Familiar with the intrinsic characteristics of a wide variety of woods, Townley developed a painterly quality in his relief sculptures
by juxtaposing variations in color, grain, and depth of relief, using a band saw or carving directly into the wood to create a play of
light and shadow across the surface. His dedication to traditional techniques and natural materials was in direct opposition to the
more industrial welded-metal construction that was popularized in the 1940s and 1950s by his American contemporaries.
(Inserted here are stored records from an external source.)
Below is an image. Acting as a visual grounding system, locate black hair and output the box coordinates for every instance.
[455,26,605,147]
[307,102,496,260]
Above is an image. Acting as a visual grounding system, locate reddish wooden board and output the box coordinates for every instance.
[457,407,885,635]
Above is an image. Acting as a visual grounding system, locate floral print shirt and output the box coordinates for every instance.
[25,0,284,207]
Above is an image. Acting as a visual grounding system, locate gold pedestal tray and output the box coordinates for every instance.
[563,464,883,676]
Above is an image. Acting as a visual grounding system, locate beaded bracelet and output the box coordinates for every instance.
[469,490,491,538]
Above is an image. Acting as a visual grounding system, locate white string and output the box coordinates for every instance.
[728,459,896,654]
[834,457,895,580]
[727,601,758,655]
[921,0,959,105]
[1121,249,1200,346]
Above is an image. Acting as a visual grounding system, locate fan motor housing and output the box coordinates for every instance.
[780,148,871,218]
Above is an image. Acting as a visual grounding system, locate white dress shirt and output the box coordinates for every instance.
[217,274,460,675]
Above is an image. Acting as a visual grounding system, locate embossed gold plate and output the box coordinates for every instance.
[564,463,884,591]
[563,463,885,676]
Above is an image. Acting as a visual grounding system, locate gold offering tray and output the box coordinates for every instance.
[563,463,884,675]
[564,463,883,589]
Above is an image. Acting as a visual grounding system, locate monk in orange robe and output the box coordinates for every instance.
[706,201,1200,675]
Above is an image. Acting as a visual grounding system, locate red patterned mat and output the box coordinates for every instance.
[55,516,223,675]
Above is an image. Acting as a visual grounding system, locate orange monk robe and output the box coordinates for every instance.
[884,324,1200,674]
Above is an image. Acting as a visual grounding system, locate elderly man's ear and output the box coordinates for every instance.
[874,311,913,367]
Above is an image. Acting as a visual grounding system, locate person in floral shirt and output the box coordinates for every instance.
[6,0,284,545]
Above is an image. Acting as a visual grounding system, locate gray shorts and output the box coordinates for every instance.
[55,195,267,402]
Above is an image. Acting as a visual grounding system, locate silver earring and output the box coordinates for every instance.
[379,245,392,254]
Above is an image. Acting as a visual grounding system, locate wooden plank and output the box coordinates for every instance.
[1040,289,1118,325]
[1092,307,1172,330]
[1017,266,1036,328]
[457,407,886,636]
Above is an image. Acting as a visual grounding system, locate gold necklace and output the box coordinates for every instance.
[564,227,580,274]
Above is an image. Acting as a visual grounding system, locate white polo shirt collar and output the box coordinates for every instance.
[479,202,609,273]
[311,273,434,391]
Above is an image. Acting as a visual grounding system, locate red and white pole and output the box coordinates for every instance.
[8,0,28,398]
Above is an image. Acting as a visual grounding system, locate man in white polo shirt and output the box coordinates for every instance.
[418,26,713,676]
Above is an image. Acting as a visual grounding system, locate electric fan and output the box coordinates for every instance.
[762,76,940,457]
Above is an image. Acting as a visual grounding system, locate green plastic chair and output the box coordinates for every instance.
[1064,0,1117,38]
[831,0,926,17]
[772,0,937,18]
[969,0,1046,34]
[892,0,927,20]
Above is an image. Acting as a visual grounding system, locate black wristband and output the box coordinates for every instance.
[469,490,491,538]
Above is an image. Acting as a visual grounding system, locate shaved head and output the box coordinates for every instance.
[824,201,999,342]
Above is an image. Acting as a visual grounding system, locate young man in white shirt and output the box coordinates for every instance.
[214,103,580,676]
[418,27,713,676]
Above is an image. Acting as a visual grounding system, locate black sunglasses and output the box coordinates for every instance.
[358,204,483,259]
Townley (1923-2008) grew up in West Lafayette, Indiana, and attended the University of Wisconsin majoring in fine arts and
cultural anthropology. In 1948, he went to Paris to study with the Russian émigré sculptor, Ossip Zadkine (1890-1967), whose
large-scale, hand-carved, wooden sculptures of attenuated figural forms were influenced by Cubism. Townley's work embodies the
impact of this study and combines it with the biomorphic abstractions associated with Surrealism, as well as the primordial and
mythic imagery of Abstract Expressionism. Although Townley draws on these influences, his work is unique in combining geometric
and organic forms, ruggedness and elegance, sly wit and serious undertones, as well as elements of figuration and abstraction.
The resulting array of juxtaposition, superimposition, and integration of form in his work runs against the grain of any
established aesthetic, inviting the viewer to focus on the tension and balance of Townley's singular vision.